Good day!
Let's say I have two tables defined as follows:
TABLE USER(id, name, ...other fields that are unimportant)
| id | name |
-------------
| 1 | John |
| 2 | Mary |
| 3 | Luke |
| 4 | Lisa |
TABLE CHOICE(id, uid, kname) where uid is the foreign key to table USER.

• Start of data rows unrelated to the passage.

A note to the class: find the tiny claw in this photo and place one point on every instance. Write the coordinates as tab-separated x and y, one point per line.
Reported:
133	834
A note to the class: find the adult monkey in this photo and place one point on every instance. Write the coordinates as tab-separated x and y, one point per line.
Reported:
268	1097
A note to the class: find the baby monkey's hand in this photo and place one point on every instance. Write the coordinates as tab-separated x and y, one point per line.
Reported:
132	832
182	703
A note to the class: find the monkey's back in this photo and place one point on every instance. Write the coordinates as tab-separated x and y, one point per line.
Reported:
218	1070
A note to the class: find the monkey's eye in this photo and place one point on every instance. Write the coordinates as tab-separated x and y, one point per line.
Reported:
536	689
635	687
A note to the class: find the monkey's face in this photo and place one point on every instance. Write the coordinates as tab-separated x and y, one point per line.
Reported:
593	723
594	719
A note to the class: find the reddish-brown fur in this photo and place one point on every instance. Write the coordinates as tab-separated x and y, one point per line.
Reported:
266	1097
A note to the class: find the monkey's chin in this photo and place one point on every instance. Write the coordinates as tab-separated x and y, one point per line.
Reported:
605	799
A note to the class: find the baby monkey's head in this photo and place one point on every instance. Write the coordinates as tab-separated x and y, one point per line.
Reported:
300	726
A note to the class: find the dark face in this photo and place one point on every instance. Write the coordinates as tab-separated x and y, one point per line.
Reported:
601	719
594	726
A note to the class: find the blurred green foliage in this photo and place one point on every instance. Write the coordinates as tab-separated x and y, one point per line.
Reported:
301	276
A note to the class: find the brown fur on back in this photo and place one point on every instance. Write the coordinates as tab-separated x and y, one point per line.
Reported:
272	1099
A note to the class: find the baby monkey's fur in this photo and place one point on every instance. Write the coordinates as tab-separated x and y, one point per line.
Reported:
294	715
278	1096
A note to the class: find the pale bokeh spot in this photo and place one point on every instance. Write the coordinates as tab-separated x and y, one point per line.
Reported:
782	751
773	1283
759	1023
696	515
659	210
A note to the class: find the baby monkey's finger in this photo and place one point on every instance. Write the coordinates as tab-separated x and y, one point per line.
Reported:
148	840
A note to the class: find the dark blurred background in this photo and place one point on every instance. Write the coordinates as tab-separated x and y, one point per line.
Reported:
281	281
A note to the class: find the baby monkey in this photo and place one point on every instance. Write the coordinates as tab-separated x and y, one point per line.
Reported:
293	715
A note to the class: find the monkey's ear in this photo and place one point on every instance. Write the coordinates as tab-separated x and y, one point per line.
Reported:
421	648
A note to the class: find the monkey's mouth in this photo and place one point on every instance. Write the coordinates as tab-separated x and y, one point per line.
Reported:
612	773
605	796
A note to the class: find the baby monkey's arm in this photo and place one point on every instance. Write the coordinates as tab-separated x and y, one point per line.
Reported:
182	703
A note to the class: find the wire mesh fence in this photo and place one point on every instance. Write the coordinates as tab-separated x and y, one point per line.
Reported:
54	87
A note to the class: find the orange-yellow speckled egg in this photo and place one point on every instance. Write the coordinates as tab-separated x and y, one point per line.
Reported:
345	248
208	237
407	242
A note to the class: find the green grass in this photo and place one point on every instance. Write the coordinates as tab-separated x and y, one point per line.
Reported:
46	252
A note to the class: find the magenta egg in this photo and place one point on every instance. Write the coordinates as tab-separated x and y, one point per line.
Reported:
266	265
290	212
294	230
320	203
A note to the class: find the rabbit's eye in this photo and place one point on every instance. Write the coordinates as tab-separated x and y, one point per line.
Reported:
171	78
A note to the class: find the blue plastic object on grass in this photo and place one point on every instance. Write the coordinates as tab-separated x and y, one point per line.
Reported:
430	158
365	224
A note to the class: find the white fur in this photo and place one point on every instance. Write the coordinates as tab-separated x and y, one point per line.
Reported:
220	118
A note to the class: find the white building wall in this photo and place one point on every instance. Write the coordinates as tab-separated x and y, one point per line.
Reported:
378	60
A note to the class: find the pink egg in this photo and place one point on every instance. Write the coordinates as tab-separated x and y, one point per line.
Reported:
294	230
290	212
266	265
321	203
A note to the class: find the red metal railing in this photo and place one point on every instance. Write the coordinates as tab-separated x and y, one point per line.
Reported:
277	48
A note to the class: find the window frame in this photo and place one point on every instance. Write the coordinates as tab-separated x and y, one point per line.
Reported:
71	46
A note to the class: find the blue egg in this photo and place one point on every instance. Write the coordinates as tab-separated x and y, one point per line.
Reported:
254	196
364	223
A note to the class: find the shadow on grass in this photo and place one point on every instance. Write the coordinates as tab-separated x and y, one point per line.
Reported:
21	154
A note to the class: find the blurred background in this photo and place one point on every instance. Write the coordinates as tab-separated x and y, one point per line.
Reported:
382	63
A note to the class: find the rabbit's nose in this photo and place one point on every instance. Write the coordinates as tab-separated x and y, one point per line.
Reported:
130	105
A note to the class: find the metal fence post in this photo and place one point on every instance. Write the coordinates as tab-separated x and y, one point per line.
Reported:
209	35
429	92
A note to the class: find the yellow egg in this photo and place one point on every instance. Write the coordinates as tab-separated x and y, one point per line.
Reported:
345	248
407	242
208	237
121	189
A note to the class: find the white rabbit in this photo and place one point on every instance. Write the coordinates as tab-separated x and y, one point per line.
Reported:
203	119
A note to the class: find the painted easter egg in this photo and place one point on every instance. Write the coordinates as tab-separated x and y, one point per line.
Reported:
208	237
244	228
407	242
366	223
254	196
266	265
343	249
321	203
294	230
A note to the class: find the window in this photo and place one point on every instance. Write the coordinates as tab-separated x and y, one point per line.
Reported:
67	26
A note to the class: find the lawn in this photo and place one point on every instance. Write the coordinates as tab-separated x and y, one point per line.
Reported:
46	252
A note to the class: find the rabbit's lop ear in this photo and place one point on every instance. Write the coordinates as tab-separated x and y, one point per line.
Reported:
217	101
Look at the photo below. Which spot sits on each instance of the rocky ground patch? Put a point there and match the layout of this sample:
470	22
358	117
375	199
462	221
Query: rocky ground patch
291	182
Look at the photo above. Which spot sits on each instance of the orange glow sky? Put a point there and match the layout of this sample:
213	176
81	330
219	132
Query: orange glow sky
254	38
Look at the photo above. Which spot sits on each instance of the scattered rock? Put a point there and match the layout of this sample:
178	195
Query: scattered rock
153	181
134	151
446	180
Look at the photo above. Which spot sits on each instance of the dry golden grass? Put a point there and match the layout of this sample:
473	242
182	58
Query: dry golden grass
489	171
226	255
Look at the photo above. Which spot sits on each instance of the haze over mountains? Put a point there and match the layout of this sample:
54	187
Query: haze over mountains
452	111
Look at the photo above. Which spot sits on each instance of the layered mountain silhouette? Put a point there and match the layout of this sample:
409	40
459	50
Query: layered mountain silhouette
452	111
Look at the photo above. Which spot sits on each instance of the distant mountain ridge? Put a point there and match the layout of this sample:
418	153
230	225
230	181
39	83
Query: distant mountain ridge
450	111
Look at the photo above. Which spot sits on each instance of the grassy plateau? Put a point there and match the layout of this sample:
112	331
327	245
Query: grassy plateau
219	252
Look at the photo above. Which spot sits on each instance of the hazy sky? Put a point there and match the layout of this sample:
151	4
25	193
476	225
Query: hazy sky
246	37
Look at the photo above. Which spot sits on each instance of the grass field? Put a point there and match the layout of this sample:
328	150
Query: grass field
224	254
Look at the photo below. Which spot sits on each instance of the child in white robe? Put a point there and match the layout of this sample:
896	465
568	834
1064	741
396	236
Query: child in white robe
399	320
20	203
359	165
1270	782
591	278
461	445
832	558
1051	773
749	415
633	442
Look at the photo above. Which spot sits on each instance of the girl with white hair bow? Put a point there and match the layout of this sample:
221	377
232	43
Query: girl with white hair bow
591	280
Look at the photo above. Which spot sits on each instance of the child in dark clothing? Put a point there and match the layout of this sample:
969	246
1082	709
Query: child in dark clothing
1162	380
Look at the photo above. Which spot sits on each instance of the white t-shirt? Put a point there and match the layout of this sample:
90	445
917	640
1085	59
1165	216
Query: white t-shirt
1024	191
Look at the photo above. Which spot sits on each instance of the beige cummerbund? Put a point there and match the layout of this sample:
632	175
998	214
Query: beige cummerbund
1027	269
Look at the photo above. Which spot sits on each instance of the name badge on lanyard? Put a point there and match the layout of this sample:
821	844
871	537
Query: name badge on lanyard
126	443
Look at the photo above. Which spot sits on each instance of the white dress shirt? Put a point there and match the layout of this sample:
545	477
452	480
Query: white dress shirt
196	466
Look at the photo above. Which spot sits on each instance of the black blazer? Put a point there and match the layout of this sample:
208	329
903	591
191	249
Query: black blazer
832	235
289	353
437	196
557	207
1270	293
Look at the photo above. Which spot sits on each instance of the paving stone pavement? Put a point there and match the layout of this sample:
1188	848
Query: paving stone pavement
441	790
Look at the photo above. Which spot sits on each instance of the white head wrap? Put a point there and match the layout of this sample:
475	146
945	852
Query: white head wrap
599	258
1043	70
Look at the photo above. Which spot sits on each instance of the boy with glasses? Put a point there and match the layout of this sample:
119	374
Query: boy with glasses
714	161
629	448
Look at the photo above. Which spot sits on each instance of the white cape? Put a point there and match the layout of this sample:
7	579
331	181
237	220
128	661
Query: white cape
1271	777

Please note: I do NOT know how many distinct kname entries the table CHOICE has. The only thing I know is that they will be limited (say between 0 and 10).
| id | uid | kname |
---------------------
| 1 | 1 | city1 |
| 2 | 1 | city2 |
| 4 | 2 | city2 |
| 5 | 2 | city3 |
| 6 | 4 | city4 |
Is it possible to write a query which returns this table:
| id | name | city1 | city2 | city3 | city4 |
---------------------------------------------
| 1 | John | 1 | 1 | 0 | 0 |
| 2 | Mary | 0 | 1 | 1 | 0 |
| 3 | Luke | 0 | 0 | 0 | 0 |
| 4 | Lisa | 0 | 0 | 0 | 1 |
i. e. the table USER extended with as many additional columns as distinct kname in table CHOICE, labelled with kname and containing a 1 if there exist a row in CHOICE with uid equals to the user id and a zero otherwise.